Op basis van de prognoses Etil 2013 zou Leudal vanaf 2014 nog met 540 huishoudens groeien tot de top van het aantal huishoudens in 2027. Op basis van de prognoses Etil 2017 groeit Leudal vanaf 2014 met 188 huishoudens minder tot de top, te weten 352 huishoudens. De top is niet alleen lager, maar ook verschoven naar 2024.

In de Structuurvisie 2014 zijn voor 10 jaar aantallen te bouwen woningen per gemeente vastgelegd. Hierbij is de totale groei van de regio (4,2% op basis van Etil 2013) verdeeld over de gemeenten naar rato van het aantal huishoudens. Voor Leudal betekende dit een potentiële groei van 640 woningen, 100 meer dan de toen verwachte gemeentelijke groei.

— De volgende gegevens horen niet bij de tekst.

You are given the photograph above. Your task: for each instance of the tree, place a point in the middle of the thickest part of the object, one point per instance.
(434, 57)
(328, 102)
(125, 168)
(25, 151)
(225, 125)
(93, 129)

De prognose Etil 2017 laat voor Leudal een lagere groei zien dan Etil 2013. In deze actualisatie wordt vastgelegd, dat elke gemeente kan uitgaan van minimaal de afspraak uit de Structuurvisie 2014 en alleen indien de prognose Etil 2017 hoger uitpakt, van deze nieuwe prognose. Voor Leudal blijven de afspraken uit 2014 uitgangspunt, namelijk 640 woningen. Dit aantal ligt zo’n 290 woningen hoger dan de verwachte lokale behoefte uit de prognose Etil 2017. Leudal krijgt hiermee extra ruimte om een deel van de regionale groei op te vangen.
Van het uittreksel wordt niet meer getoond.